The first part will take a look at what factors are seemingly always significant or never significant in positive cases. The second will attempt to show positive cases in at least two common groups.
https://archive.ics.uci.edu/ml/datasets/Chronic_Kidney_Disease#
This data set was made public in 2015, the result of a study done in Tamilnadu, India. It contains 24 independent variables -- features of a patient's blood -- which we can use to indicate the dependent variable "class". Class is a binary value which indicates that a patient does or does not have Chronic Kidney Disease. There are 400 independent observations.
This data contains null values, and it does not have standardized data types. It is provided for free by University of California Irvine (whoo! go Anteaters!) in a .rar archive, with all relevant information in .arff.
Start with the following, from the root directory:
source venv/bin/activate
pip install -r requirements.txt
Enjoy analysis.ipynb
Make sure you also have installed a .rar archive extractor like rar,unrar,7z.
Assuming your data is also in the same 24:1 format in a .arff and compressed in .rar, this code should run fine.
Run the preprocessing.ipynb notebook and examine any errors. Then, continue with analysis.ipynb.

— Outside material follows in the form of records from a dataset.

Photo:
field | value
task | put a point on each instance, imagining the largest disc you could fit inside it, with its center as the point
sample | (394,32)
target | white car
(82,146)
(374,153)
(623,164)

You can generate a new predictor model with predictions.ipynb Open the notebook, read the comments, and run both blocks.
To make predictions from a .csv file (already run through the preprocessing notebook), but with the target column removed, just run the following:
python3 predict.py dummy.csv model.pkl dummy_predictions.csv
Argments are filenames... in Linux, everything is a file...
- Chronic_Kidney_Disease.rar -- Initial data set download
- preprocessing.ipynb -- Jupyter notebook for cleaning and exploring data
- analysis.ipynb -- Jupyter notebook containing analytical information
- LICENSE -- Software license, go ahead and use it
- arffToCsv.py -- File converter from github user haloboy777
- predictions.ipynb -- Jupyter notebook for generating a prediction model
- model.pkl -- Python pickle of Naive Bayes Classifier
- predict.py -- Script that classifies people with or without CKD
Thank you very much for the opportunity to take this test!